I don't understand the part that comes after the "bold". Maybe because I don't realize what function the expression $(jf)(j''\lambda)$ represents. If we denote $a:=j''\lambda$, $ $than it should be: $$(jf)(j''\lambda)=[c_f](a)$$
So, given $x\in P_\kappa(\lambda)$ ,Is this the correct operation? $$[c_f](a)(x) = f(a(x))$$
thanks
Best Answer
I think your confusion actually lies somewhere else since your set up defining the standard ultrapower embedding doesn't make much sense. The canonical embeding has nothing (directly) to do with the direction of the theorem you are asking about, which starts from the supposition of an elementary embedding satisfying certain properties (i.e. not necessarily an ultrapower embedding) and deduces the existence of a normal measure on $P_\kappa(\lambda).$ The other direction shows that the canonical embedding with respect to a normal measure has these properties.

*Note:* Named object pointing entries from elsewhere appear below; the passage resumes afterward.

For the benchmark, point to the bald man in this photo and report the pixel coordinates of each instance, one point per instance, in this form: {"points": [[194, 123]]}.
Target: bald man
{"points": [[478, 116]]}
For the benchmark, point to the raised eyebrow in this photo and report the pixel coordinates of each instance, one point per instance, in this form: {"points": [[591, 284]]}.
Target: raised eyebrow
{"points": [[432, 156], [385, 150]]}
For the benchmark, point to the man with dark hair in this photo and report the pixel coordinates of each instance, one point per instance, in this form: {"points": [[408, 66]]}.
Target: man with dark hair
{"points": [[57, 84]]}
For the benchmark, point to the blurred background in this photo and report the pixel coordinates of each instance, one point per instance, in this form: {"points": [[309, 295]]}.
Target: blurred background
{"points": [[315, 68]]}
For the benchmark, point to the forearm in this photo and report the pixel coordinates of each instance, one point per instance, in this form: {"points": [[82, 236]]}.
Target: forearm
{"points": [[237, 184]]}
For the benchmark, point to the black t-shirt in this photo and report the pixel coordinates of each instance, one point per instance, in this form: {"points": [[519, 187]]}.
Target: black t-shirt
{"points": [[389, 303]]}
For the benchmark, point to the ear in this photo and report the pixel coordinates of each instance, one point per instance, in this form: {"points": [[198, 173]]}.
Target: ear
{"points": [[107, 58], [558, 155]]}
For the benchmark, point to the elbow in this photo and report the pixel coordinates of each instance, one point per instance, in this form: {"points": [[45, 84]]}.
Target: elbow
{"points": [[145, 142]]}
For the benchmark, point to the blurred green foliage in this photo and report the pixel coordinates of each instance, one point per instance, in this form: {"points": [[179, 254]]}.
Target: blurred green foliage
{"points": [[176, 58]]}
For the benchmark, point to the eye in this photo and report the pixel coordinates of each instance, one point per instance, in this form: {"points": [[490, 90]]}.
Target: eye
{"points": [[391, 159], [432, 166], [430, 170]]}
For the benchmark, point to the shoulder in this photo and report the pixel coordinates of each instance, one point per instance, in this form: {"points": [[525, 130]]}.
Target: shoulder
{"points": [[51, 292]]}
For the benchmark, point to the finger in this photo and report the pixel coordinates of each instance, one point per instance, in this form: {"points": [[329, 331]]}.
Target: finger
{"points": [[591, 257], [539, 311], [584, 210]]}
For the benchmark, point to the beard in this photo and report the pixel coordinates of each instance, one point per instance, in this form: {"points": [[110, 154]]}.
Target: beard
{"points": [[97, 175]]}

As for how the part after the bold follows from the part before it, $f(x)=\gamma$ for almost all $x$ means that $$ \{x: f(x)=\gamma\}\in U,$$ which from the definition of $U$ means that $$ j''\lambda\in j\{x: f(x)=\gamma\}.$$ We have $$j\{x: f(x)=\gamma\}=\{x:jf(x)=j(\gamma)\},$$ so $f(x)=\gamma$ for almost all $x$ means exactly that $j''\lambda\in \{x:jf(x)=j(\gamma)\}$, i.e. $ jf(j''\lambda)=j(\gamma).$
Regarding your last part, yes, it is correct that for $[g]\in \operatorname{Ult}_U(V),$ that $[h]=(j_Uf)([g])$ iff $\{x:h(x)=f(g(x))\}\in U.$ As for which $g$ have $[g]=j_U''\lambda,$ if $U$ is a normal measure then $j_U''\lambda$ is represented by the diagonal function $d(x)=x.$ So we have $h(x)=f(d(x))=f(x)$ almost everywhere. So the fact that $[f]=[h]=(j_Uf)(j_U''\lambda)=j(\gamma)=[c_\gamma]$ means $f(x)=\gamma$ almost everywhere, which ties out.